Natural Language Understanding
Theories from a Medical Student
Natural language processing and understanding (NLP/U) seems to be one of the fundamental barriers left before humans can have human-like robots to play with (and eventually become slave to). Without having done a rigorous review of the literature that exists in mathematics and computer science on how Siri or Alexa is able to process queries like “What is the weather tomorrow?”, I have developed a broad strokes approach as to how I imagine NLU to work.
First, all NLU algorithms must be language independent at their core. I am saying this because I probably fall into Noam Chomsky’s camp of Universal Grammar.

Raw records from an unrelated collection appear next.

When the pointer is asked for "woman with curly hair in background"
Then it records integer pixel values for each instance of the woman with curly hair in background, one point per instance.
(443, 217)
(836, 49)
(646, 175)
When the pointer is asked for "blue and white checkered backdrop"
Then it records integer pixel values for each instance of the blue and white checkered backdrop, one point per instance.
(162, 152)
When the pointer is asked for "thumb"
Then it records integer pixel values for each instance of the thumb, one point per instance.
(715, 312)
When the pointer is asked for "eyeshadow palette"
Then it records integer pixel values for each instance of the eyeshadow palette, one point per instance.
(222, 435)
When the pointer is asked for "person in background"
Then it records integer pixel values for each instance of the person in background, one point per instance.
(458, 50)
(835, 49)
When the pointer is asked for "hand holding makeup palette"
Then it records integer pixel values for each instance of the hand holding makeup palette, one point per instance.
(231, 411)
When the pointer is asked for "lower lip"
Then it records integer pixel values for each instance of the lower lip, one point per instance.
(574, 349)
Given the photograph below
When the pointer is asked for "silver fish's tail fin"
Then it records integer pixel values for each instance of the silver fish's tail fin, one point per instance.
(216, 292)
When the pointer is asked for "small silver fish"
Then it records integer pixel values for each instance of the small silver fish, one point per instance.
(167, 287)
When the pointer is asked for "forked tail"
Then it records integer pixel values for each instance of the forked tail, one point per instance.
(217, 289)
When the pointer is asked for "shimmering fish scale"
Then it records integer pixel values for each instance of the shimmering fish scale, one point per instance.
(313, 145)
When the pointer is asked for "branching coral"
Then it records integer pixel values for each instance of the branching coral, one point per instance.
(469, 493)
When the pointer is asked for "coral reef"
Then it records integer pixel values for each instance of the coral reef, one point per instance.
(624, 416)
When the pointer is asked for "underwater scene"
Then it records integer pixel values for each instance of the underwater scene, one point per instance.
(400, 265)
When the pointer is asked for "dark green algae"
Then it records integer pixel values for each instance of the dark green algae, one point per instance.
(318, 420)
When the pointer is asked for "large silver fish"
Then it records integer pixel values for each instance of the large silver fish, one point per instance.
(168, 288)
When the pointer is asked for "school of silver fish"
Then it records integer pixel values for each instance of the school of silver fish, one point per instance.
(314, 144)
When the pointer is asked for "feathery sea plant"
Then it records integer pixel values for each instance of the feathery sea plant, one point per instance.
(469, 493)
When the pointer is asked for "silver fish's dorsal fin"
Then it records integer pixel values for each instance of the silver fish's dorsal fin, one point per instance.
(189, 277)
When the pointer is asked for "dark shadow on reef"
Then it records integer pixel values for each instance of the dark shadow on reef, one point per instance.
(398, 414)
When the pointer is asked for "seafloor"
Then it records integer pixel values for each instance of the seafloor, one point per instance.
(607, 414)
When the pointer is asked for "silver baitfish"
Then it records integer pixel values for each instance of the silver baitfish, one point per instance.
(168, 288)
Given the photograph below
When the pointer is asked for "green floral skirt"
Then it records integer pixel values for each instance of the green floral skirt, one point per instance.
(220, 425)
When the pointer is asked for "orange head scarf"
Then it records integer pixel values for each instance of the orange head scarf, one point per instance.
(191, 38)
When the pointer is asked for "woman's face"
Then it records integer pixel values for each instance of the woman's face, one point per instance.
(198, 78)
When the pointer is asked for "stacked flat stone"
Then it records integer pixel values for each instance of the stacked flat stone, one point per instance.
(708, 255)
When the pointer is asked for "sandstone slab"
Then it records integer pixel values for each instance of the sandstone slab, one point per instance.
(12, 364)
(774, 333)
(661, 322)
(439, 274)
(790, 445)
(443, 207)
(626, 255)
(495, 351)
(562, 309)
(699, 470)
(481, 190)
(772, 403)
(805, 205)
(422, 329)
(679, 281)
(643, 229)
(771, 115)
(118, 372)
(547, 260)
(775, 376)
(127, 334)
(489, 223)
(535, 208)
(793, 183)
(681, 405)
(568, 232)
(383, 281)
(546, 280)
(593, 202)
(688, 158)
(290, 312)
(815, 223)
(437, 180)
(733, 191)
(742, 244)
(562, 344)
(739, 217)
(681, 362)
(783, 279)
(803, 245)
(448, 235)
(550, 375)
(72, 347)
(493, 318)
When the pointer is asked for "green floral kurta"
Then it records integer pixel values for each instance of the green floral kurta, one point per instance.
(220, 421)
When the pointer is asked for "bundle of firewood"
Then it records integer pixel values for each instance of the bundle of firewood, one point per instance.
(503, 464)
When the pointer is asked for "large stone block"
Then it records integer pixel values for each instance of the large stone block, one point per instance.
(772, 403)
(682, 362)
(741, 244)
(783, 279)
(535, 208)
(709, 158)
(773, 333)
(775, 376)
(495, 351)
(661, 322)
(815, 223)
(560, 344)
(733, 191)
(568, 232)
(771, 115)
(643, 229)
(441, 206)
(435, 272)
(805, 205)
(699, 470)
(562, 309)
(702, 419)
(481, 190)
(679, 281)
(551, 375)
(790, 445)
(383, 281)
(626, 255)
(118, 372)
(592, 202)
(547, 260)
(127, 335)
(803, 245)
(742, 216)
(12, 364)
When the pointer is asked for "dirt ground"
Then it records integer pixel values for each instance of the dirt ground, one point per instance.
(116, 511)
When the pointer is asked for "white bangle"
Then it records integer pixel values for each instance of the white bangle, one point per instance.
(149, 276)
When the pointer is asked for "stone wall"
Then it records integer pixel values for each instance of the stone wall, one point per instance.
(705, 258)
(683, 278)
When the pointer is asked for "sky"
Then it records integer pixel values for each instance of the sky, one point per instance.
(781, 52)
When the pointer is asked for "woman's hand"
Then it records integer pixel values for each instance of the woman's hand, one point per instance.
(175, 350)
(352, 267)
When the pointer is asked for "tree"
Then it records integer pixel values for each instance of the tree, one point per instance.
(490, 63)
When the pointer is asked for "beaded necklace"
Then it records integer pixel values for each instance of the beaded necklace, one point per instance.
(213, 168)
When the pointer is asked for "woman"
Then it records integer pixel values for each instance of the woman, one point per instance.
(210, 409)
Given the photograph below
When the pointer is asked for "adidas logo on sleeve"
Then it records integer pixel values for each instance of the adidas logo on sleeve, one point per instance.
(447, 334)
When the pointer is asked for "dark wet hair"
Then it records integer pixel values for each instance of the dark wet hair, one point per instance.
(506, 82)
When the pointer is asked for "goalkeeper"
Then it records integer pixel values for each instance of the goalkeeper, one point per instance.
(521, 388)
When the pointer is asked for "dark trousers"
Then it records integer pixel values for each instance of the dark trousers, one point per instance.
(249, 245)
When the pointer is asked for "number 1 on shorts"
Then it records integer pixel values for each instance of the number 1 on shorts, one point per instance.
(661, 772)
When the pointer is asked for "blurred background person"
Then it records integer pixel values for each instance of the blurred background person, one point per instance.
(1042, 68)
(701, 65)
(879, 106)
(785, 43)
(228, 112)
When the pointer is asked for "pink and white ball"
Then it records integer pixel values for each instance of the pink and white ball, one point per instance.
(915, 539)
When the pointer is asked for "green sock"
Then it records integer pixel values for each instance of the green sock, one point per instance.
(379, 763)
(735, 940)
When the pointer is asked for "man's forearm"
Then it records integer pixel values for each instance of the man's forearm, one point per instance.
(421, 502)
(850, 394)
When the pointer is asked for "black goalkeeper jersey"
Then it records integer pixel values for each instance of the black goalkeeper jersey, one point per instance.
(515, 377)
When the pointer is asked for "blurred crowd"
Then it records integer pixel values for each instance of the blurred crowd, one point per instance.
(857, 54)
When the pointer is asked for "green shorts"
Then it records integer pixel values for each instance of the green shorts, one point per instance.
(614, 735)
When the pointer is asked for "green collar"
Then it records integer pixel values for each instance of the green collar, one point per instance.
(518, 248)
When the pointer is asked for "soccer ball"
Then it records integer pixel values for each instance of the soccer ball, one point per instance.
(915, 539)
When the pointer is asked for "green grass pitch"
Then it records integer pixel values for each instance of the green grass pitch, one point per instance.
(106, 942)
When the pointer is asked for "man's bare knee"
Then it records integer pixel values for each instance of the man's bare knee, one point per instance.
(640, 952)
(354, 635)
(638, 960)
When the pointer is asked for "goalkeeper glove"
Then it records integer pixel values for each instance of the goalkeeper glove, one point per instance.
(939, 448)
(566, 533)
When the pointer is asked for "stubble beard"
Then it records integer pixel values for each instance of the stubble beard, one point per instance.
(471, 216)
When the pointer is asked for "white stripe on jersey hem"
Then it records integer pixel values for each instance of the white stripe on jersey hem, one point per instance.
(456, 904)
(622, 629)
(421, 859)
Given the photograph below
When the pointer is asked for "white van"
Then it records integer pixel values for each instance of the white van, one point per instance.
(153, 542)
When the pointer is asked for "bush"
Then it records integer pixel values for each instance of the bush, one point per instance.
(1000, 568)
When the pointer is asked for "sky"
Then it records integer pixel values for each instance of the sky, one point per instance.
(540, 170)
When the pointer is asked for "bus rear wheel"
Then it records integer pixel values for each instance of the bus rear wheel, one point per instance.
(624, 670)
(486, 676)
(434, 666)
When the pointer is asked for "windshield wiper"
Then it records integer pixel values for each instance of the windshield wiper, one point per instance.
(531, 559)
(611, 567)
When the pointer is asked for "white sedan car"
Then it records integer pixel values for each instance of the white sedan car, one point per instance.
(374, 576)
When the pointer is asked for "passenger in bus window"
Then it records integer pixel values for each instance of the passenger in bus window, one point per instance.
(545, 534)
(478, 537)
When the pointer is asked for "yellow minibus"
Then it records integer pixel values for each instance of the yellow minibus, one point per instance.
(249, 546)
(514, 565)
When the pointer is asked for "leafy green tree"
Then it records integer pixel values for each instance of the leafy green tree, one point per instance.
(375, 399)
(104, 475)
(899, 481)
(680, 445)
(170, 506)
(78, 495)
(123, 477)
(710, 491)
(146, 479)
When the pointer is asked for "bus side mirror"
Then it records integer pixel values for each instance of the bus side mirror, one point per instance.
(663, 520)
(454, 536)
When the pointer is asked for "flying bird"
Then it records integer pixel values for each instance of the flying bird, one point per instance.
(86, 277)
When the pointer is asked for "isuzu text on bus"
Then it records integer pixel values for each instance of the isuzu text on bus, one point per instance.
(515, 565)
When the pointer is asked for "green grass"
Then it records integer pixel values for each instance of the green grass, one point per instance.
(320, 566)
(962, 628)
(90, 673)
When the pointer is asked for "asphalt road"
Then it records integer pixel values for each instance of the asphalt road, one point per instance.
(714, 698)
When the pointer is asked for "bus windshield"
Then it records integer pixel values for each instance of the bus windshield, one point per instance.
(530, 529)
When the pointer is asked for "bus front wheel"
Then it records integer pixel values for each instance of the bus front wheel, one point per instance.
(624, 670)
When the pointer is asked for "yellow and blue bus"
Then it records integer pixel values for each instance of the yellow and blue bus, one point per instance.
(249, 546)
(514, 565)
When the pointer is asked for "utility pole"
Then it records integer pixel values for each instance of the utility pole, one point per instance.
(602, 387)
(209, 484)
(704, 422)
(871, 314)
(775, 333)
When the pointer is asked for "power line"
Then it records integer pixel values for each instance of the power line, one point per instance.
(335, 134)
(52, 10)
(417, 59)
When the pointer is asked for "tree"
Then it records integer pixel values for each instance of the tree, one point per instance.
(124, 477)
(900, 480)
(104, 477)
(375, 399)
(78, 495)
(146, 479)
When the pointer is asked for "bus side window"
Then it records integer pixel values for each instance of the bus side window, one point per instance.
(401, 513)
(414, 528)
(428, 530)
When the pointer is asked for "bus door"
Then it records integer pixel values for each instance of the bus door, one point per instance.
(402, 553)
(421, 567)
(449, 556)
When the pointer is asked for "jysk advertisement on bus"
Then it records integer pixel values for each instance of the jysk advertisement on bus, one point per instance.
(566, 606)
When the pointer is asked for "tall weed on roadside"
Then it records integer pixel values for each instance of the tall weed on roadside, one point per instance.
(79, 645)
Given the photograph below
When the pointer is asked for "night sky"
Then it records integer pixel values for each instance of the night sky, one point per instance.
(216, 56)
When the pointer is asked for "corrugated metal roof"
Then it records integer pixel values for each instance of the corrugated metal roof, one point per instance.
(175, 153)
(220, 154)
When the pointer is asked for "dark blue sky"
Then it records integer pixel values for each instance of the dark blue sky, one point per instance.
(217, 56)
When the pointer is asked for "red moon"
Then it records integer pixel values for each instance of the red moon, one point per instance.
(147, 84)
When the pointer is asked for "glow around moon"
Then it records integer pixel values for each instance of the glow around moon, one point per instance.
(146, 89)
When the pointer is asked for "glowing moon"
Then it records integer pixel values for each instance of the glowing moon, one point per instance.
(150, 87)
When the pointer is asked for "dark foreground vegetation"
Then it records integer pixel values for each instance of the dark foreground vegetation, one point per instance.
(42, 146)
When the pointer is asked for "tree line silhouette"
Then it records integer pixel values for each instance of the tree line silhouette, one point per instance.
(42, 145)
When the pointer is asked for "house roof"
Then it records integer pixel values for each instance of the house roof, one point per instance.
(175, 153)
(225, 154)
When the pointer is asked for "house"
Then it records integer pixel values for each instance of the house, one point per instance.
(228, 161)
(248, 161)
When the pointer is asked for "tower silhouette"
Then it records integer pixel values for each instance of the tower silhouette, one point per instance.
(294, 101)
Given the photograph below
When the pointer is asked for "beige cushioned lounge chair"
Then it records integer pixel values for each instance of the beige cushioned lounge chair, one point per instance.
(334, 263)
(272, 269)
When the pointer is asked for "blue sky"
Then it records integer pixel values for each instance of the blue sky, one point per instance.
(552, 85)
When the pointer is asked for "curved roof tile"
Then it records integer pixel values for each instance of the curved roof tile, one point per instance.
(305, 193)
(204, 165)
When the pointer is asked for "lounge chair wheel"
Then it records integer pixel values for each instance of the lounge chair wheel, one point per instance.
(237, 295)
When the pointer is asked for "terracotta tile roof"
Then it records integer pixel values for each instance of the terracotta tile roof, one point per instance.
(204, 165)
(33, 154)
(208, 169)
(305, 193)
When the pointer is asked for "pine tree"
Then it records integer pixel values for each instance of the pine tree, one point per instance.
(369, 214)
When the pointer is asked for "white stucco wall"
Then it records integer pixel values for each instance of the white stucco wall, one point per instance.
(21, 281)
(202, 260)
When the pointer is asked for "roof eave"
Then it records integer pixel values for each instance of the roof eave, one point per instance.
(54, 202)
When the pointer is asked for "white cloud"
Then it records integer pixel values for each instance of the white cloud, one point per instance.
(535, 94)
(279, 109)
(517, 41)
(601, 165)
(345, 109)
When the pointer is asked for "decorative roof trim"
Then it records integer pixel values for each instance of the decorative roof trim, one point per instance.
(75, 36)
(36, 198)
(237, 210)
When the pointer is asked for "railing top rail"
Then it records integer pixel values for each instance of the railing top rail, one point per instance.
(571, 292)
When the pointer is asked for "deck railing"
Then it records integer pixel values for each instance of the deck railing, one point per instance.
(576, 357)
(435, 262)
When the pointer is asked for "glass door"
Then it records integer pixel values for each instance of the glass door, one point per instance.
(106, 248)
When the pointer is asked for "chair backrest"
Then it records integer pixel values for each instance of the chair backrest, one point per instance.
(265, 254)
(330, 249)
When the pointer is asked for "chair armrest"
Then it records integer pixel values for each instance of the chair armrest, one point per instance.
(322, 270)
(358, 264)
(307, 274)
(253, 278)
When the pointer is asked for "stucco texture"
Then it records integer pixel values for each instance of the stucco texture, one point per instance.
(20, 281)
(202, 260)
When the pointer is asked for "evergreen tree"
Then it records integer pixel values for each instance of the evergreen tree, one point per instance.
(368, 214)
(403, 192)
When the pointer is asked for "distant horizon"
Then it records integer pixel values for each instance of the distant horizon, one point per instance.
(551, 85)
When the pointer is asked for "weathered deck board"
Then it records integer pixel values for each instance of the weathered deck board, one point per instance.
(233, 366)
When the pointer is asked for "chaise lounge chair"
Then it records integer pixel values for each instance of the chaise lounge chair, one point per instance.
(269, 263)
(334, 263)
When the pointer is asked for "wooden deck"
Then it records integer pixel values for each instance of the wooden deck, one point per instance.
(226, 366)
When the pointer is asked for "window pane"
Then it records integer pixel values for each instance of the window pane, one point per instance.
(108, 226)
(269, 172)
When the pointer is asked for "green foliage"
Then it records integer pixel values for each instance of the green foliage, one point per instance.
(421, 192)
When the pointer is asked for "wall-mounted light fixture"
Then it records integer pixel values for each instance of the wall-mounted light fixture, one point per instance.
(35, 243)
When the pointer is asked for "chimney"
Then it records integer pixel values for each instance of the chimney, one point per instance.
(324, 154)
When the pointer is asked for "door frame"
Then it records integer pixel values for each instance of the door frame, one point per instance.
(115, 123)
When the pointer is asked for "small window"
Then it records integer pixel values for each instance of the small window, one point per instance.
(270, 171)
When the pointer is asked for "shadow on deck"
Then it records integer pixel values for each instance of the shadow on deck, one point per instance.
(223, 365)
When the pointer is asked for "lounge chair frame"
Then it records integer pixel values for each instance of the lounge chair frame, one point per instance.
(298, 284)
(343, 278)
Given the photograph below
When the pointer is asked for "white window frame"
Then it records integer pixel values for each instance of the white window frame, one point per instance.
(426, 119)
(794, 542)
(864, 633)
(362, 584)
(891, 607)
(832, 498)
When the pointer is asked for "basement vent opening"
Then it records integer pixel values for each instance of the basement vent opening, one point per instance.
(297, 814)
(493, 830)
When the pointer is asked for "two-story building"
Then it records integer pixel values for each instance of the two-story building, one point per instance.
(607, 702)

I believe that language can be broken down into a series of abstraction hierarchies that looks something like the following: varying wavelengths of light mixed with the single one dimensional time series of audio (forms of relatively continuous data) get processed by the brain into distinct objects that are converted into categorical data. For example, after looking at a picture of an apple on a table, my brain will process the different colors of light, their intensities, as well as any sounds that may be coming from them, and will turn those into categorical data. Our brains will then abstract that categorical data into what psychologists like to call prototypical representations. From a supervised learning perspective, our prototypical representations of the world will become asymptotically more precise with more data.
Language is a direct derivative of our brains’ ability to categorize the data around us. We will ascribe visual symbols (written language) and auditory symbols (spoken language) to those prototypical representations. After this basic index is made in our minds, we can develop slightly more complicated representation of the world: how the prototypical representations interact with one another, and how we as agents, can interact with them. We can create new abstractions of those relationships, and re-apply them when necessary.
Lastly, the most human aspect of language is something like comedy or metaphor, or the description of emotion in poetry. These stem from fundamental, hardcoded human qualities such as our need for food, and our desire to reproduce.
The objects in the world, and their relationships between themselves will both determine the value of our human drives. For example, apples don’t necessary sate hunger, but eating apples does. Thus [eating], which is an abstract relationship, and [apples], which is an abstract object, can come together to form the [satisfaction of hunger] abstraction. All of these can come together to form the classical sentence: “I ate an apple and felt better”.
I am, of course, skipping the step that is how grammar comes about. Because I think that grammar is arbitrary, and the symbols both written and auditory, are arbitrary too, I don’t feel it is necessary to think too hard about them.
With the above in mind, I shall pose the following question: Is it possible to translate one language to another without having some sort of reference?
I believe the answer is a hard no.
Therefore, can Siri or Alexa ever become truly competent without someone trying to painstakingly hardcode rules for each language and what different parts of speech refer to?
I believe the answer is also no.
My hypothesis: Complete NLU can only occur when the visual, the tactile, and the auditory environment are presented.
The actual NLU algorithm will simply be a neural network that will be able to turn the continuous data into varying levels of abstract categorical data. Language will be a natural by-product of this abstraction.
There is one condition to the hypothesis: For any artificial agent to claim to have NLU, it must also have some artificial manifestation of human drives such as hunger, thirst, pain etc.
Emotions, like words, may likely derive themselves from these basic human drives, but this is a hypothesis for another post ^_^.
It takes a human several years to see, hear, and feel enough to be able to develop a college level ability to use language. Perhaps, without running multiple sets of sensors in parallel, a machine may take a similar amount of time.
As a final side claim, which I shall return to: anaphora is simply the ability to consciously make queries within ones index of objects and their relationships.